Title Description
Farmer John intends to build a fence around his ranch to them, so he needs some special specifications of the timber. So Farmer John to the store to buy wood timber. But the wood shop owner said he was here only a part of the large size of the board under less. But John can buy these boards, then cut to the specifications he needs. And John has a magic saw, use it to saw wood, without any loss, that is to say a length of wood can be cut to a length of 10 two planks 8 and 2.
Your mission: to John you need wood specifications, as well as wood shop owner can give the timber specifications, find the maximum number of planks John he needs to be able to get.
Input Format
The first line integer m (m <= 50) represents a wood shop owner how many pieces of wood can be provided to John. Followed by the length of each piece of wood m behavior provided by the boss.

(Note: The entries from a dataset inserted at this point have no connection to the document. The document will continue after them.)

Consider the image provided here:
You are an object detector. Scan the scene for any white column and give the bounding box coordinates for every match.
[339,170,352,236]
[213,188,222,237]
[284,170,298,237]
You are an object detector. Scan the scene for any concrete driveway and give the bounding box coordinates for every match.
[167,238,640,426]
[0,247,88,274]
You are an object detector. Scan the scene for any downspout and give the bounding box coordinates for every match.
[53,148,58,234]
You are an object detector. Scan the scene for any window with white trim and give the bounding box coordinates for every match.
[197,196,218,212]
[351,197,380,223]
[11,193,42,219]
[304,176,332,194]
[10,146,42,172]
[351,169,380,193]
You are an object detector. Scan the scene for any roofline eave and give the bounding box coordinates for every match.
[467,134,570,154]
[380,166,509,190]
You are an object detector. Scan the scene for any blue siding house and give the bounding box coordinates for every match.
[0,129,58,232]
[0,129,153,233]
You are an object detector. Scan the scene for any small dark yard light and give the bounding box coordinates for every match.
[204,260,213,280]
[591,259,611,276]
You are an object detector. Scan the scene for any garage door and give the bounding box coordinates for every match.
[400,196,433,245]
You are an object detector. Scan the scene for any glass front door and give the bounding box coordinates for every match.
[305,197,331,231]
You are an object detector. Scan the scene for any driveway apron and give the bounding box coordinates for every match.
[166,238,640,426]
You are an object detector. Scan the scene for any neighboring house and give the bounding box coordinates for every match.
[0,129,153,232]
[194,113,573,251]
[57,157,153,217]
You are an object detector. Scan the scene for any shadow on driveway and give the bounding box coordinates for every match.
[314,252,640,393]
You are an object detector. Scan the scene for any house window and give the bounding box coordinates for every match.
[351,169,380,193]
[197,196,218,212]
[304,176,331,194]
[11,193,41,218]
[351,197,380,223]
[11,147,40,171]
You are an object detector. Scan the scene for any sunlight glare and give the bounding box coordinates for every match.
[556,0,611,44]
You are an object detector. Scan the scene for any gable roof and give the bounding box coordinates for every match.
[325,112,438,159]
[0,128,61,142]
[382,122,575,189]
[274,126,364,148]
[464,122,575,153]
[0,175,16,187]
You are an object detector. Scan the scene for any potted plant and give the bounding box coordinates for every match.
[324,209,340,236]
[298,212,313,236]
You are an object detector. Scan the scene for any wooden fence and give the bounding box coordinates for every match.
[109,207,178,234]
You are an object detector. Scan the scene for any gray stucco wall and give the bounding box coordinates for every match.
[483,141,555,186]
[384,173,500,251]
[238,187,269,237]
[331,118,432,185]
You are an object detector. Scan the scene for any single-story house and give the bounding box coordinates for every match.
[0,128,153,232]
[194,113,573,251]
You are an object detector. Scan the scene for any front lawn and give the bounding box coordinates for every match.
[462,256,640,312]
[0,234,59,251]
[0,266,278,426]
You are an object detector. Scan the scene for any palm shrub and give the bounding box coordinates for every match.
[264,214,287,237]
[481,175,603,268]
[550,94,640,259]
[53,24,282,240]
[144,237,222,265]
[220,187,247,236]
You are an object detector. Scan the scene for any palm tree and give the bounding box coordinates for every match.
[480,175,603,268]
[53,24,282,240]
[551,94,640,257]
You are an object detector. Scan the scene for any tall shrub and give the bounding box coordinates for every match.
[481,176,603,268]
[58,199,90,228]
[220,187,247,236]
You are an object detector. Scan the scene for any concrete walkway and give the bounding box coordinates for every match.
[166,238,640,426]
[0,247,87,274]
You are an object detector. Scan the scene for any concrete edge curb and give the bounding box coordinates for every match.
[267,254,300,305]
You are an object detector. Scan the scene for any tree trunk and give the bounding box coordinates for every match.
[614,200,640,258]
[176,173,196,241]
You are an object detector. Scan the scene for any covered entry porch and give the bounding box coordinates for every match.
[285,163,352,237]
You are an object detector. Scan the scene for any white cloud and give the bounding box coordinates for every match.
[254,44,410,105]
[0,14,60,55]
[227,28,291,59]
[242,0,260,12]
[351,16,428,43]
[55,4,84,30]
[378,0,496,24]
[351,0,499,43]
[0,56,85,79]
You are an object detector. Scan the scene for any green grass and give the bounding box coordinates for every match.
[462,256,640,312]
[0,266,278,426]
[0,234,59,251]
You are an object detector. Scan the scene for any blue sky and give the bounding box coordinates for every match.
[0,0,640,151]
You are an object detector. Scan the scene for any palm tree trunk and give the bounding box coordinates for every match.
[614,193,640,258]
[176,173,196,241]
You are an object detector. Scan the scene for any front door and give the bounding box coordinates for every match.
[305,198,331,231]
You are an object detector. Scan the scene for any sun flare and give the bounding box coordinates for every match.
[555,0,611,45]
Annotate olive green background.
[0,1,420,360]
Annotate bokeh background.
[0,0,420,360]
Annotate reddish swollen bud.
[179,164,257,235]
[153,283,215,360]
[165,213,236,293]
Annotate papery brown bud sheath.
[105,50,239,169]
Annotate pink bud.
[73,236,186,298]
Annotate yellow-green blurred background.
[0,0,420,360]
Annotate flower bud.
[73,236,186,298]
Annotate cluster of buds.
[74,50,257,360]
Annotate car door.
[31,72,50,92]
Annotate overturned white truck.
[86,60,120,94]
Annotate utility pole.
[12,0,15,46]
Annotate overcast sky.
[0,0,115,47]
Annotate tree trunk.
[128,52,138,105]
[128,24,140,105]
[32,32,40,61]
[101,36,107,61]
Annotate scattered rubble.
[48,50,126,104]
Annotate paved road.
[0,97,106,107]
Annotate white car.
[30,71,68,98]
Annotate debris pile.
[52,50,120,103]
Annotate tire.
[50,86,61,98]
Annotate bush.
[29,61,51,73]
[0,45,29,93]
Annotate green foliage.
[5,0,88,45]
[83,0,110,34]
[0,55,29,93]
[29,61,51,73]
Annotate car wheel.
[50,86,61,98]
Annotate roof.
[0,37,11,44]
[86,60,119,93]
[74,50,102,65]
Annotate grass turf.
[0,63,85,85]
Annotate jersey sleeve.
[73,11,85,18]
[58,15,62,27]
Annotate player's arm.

The next line (i.e., the second row m + 2) is an integer of n (n <= 1000), John indicates how many timber needs.
Next n lines represents the length he needed each piece of wood. wood
#include <cstdio> #include <the iostream> #include <the cmath> #include <CString> #include <the cstdlib> #include <algorithm> #include <Queue> the using namespace STD; const int N = 1050 ; int A [N] , B [N], C [N], n-, MID, m, W, TOT, SUM [N], ANS; BOOL Check ( int H, int Last) { BOOL FF = to false ; IF (TOT-W <SUM [MID]) return 0 ; // pruning, if the total waste minus <1 ~ mid Total required, would certainly not. if(h==1) return 1; for(int i=last;i<=m;i++){ if(a[i]-b[h]>=0){ a[i]-=b[h]; if(a[i]<b[1]) w+=a[i]; if (b[h]==b[h-1]) ff=check(h-1,i); else ff=check(h-1,1); if(a[i]<b[1]) w-=a[i]; a[i]+=b[h]; if(ff==true) Return . 1 ; // if you try to return after the possible, it returns to true } } return 0 ; } int main () { Scanf ( " % D " , & n-); for ( int I = . 1 ; I <= n-; I ++ ) { Scanf ( " % D " , & A [I]); TOT + = A [I]; C [I] = A [I]; } Scanf ( " % D " , & m); for ( int I = . 1;i<=m;i++){ scanf("%d",&b[i]); } sort(b+1,b+m+1); for(int i=1;i<=m;i++) sum[i]=sum[i-1]+b[i]; while(sum[m]>tot) m--; int l=1,r=m; while(l<=r){ w=0; mid=(l+r)/2; for(int i=1;i<=n;i++) a[i]=c[i]; if(check(mid,1)==1) { ans=mid; l=mid+1; } else r=mid-1; } if(l==2) printf("0\n"); else printf("%d\n",l-1); return 0; }
Dimension lumber is less than 32767. (For shop owner offered each board and John need, you can only use once).
Output Format
Only one line, the number for John can get the most qualified wood.
Sample input and output
4 30 40 50 25 10 15 16 17 18 19 20 21 25 24 30
7
3 20 10 10 9 3 3 3 5 5 7 8 8 9
7
problem solution: DFS + pruning + binary search (not too hard but the question is purple hehe.)